PS : Started to punch the walls in my office now ... fist doesn't hurt so much after the first few days, but I have yet to shatter anything (including my fist)


by NonHomogenized

This sounds like your best bet, to me. If you're trying to break bonds on a molecular level, I suppose you *could* introduce energy by, well, a large diameter laser, or something, or you could find the natural resonance frequency of whatever you're trying to shatter.

Working on it now ... Thanks.

Hmmm ... wondering about something. If this method of shattering molecules and atoms could be mastered in a lab, couldn't it help solve the problems of garbage piling up?

I'm sure anyone with a high school physics course under their belt can tell you what happens when you combine two waves of the same frequency and phase. (in case you don't know, you get a wave of the same frequency + phase, but with the amplitudes (volume, so to speak) added together. Repeat until the amplitude is enough energy to break the bonds. Like opera singers shattering glass).

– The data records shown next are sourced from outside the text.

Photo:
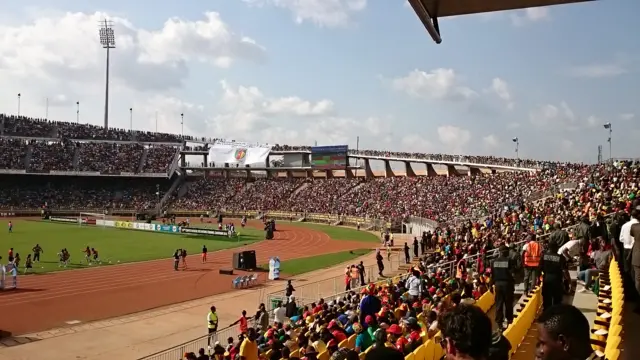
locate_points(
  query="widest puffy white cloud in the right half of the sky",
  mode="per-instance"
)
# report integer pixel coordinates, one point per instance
(441, 84)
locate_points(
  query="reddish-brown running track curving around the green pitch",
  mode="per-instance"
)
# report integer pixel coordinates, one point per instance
(46, 301)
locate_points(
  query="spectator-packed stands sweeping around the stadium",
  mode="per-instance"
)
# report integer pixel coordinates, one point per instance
(473, 215)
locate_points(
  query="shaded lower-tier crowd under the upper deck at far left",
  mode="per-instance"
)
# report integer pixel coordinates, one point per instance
(65, 192)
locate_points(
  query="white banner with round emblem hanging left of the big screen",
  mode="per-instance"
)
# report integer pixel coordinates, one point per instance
(238, 153)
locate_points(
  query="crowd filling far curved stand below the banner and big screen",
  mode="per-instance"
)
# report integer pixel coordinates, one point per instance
(440, 198)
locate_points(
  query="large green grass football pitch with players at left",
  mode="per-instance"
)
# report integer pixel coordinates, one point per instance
(115, 245)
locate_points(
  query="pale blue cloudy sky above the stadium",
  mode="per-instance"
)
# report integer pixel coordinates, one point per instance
(336, 69)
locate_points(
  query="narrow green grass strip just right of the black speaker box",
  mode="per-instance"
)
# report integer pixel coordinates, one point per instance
(312, 263)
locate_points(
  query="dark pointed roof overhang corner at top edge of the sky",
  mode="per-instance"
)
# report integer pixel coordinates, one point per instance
(429, 11)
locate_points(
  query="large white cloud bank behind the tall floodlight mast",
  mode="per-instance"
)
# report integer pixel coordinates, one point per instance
(64, 48)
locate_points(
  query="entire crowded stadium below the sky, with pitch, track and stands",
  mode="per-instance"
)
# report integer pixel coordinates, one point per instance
(126, 244)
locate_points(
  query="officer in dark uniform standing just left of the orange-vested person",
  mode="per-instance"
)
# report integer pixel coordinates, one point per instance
(502, 278)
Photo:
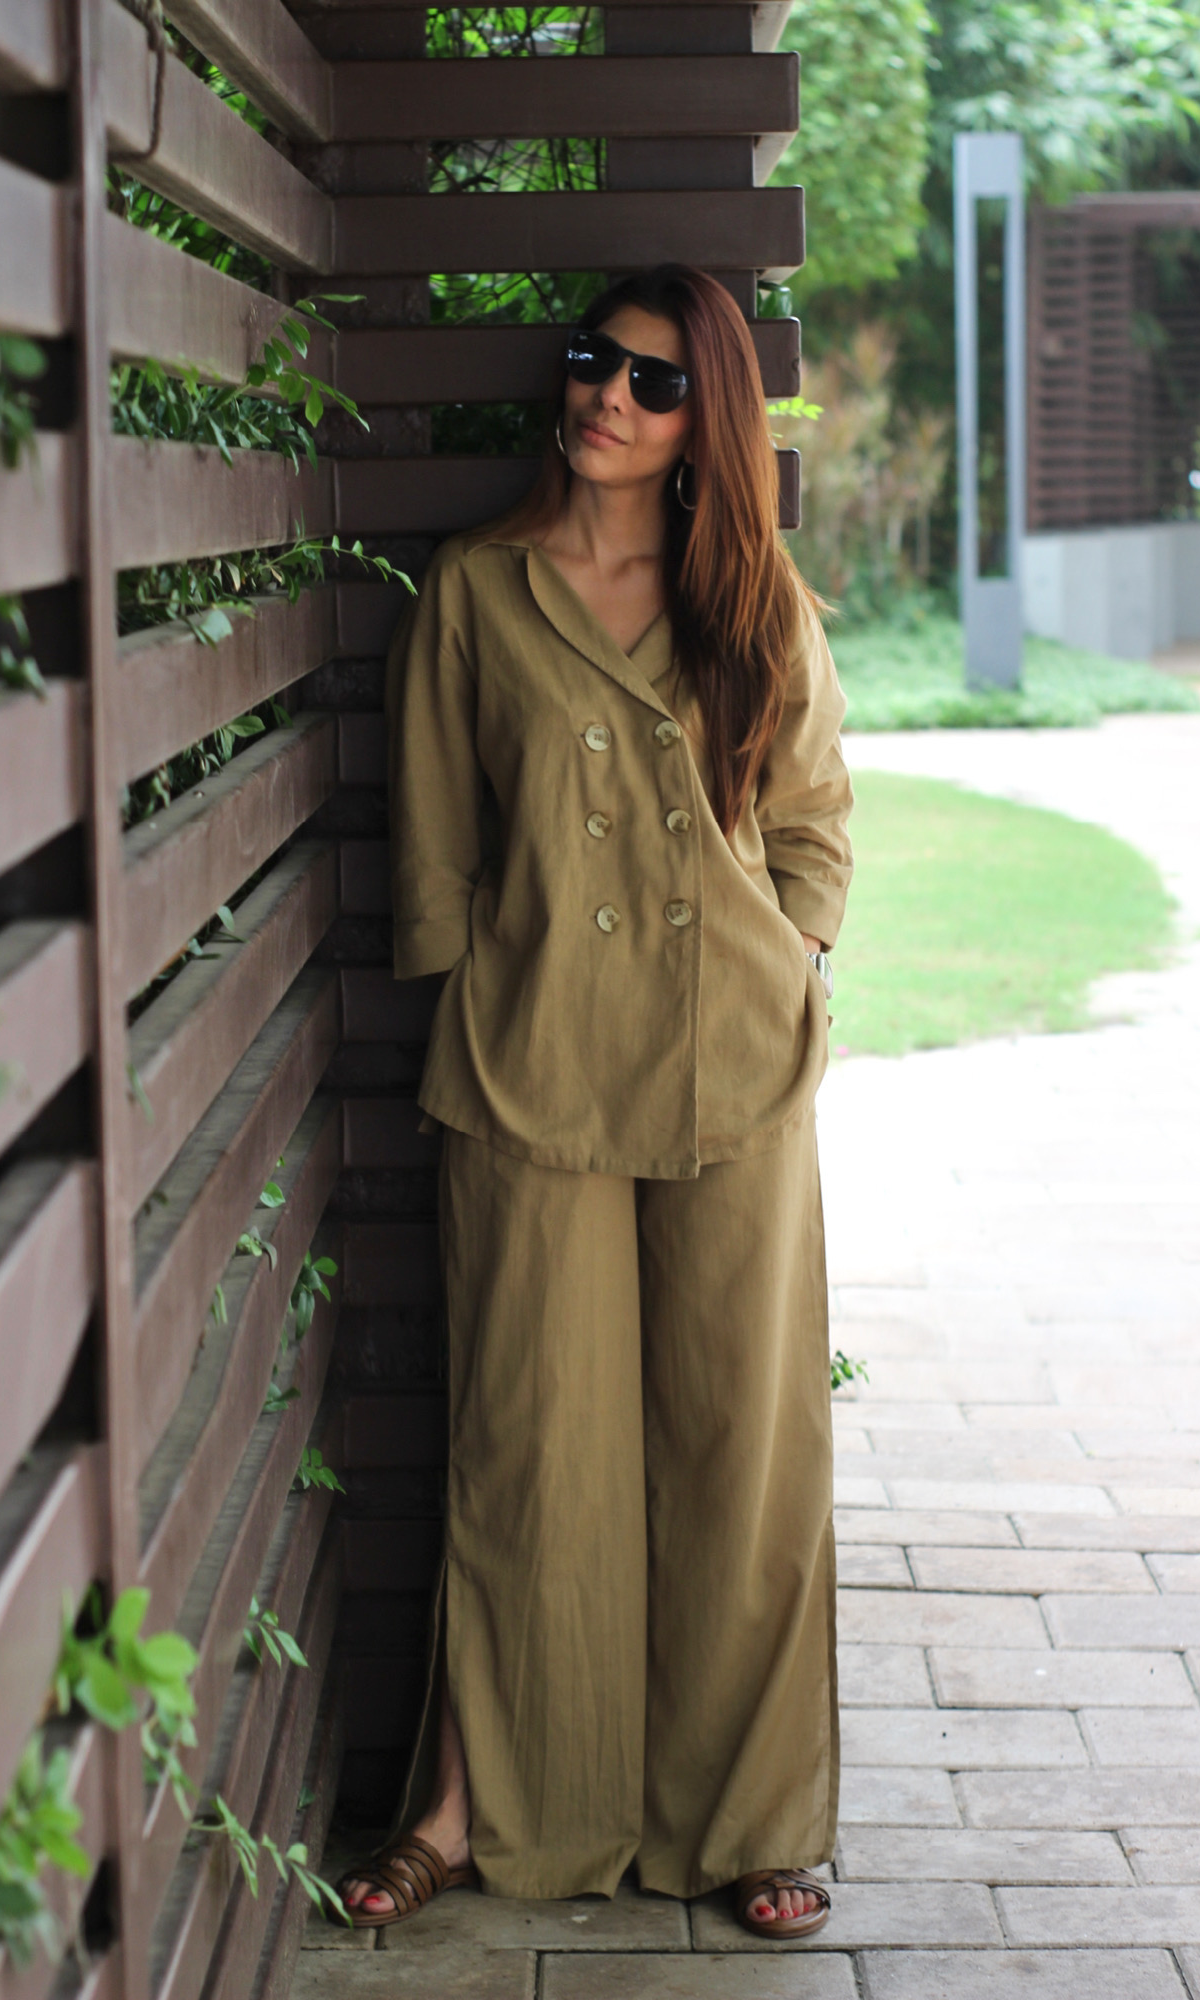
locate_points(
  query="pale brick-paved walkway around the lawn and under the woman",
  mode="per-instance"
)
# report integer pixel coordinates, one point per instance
(1015, 1247)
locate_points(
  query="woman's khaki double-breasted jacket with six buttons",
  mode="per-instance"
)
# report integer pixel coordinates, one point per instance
(629, 991)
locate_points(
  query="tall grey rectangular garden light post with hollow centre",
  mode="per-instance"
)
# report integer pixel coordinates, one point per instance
(989, 167)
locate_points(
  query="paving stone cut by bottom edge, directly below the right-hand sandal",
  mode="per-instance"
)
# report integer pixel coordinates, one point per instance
(697, 1977)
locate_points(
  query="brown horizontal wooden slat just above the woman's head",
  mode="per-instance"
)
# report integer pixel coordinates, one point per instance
(731, 229)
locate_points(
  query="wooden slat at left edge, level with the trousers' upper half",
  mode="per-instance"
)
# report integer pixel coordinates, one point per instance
(47, 1289)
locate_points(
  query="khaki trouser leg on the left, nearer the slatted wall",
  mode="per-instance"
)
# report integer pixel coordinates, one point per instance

Which means I just have to keep punching the wall in a proper way till I get it.

If you're trying to break bonds on the atomic level, I'd have to recommend highly concentrated radiation of some sort, but I don't think you're going to get much of a "shatter" effect like that. More of a "melt".

Same as burning something up?

Lobstrosity

No, I did not misunderstand the question. Water does negate the ability of the Na to bond to the Cl. This is precisely why solid NaCl dissolves in water. In the right concentrations, the presence of the dipole molecules of H2O specifically negate the ionic bonding of the NaCl.